Durante i mesi di questa aggressione sionista, il campo profughi, come altri campi, in particolare (come Al-Shati, Al-Nuseirat, Al-Bureij, Al-Maghazi e Khan Yunis), ha subito un’enorme quantità di distruzioni e uccisioni intenzionali. È noto che due terzi della popolazione della Striscia di Gaza sono rifugiati. La brutale aggressione è stata il pretesto perfetto per il nemico sionista per eliminare anche solo l’idea del diritto al ritorno nella Palestina storica. Ha eliminato deliberatamente i rifugiati purché non ci sia più nessuno che rivendichi il diritto alla propria terra, di cui le bande ebraiche sioniste si impossessarono 76 anni fa per costruire il loro Stato che i regimi coloniali, guidati dalla Gran Bretagna, avevano promesso loro, affinché potessero porre fine ai loro problemi con gli ebrei nei loro paesi e lavarsene le mani del razzismo contro di loro, che arrivò al punto di minacciare politicamente ed economicamente i loro paesi nel XVIII secolo e all’inizio del XIX secolo.

I paesi imperialisti, indipendentemente dalla loro geografia, sostengono l’entità sionista usurpatrice e la sua continua stabilità in Palestina, da un lato per allontanarli da loro, e dall’altro, per evitare l’ira della lobby sionista, che ora controlla l’economia globale e di conseguenza la formulazione delle politiche dei regimi di quei paesi, con in testa gli Stati Uniti d’America.
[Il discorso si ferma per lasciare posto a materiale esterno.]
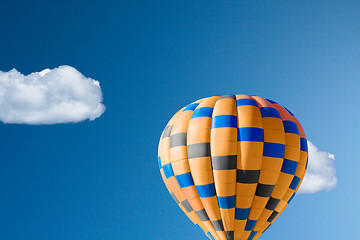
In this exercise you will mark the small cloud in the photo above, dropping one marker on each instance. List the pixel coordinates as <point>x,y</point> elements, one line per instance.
<point>59,95</point>
<point>320,174</point>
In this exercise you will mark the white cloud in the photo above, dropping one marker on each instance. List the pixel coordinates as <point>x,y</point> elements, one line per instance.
<point>320,174</point>
<point>59,95</point>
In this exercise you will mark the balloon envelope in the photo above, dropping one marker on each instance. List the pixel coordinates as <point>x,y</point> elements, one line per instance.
<point>233,163</point>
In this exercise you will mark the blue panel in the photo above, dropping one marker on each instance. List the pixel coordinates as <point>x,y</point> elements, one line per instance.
<point>185,180</point>
<point>303,145</point>
<point>292,196</point>
<point>295,182</point>
<point>290,127</point>
<point>224,121</point>
<point>168,170</point>
<point>271,101</point>
<point>159,160</point>
<point>252,235</point>
<point>250,224</point>
<point>251,134</point>
<point>226,202</point>
<point>207,190</point>
<point>242,213</point>
<point>210,236</point>
<point>289,167</point>
<point>289,111</point>
<point>191,107</point>
<point>269,112</point>
<point>202,112</point>
<point>245,101</point>
<point>274,150</point>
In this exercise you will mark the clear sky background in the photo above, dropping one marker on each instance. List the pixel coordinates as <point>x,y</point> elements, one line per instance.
<point>99,179</point>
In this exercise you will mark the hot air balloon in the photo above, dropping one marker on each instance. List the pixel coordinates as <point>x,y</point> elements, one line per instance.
<point>233,163</point>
La vittoria temporanea percepita dalla gente del campo è stata anche che l’esercito sionista, nonostante i crimini brutali commessi a Jabalia e nel suo campo, così come a Beit Lahia, ancora una volta non è stato in grado di ottenere ciò che voleva, e ha registrato un miserabile risultato fallimentare, sia in termini di perdite umane e materiali, sia nel fatto di non aver raggiunto i suoi prigionieri, e neanche la vendetta contro i leader della resistenza che si aspettava di raggiungere, e tutto ciò che ha ottenuto é soltanto alcuni corpi degli ostaggi.

La continuazione da parte del governo di guerra della sua feroce aggressione contro la Striscia di Gaza, la continua incursione a Rafah e la sua incapacità di accettare i termini dell’accordo di cessate il fuoco, significa che non otterrà gli ostaggi tranne come cadaveri, poiché l’esercito sionista è l’unico che sta uccidendo questi ostaggi, cosa che metterà il governo nel dilemma del confronto interno ed esterno. Inoltre, il magro cambiamento nella posizione dei paesi coloniali che sostengono l’entità sionista, non aiuta a costringere l’entità sionista ad accettare alcun accordo, e quindi le persone nella Striscia di Gaza si sono preparate a tutte le possibilità di un’escalation dell’ aggressione, il che significa che saranno esposte a ulteriori uccisioni, distruzioni e alla crudeltà dello sfollamento forzato, della deportazione e della fame, e sanno inoltre che la loro pazienza non durerà certamente per sempre e le città della Striscia di Gaza, i suoi villaggi e i suoi campi profughi non scompariranno. Piuttosto, rimarranno saldi finché questa odiosa aggressione non avrà fine.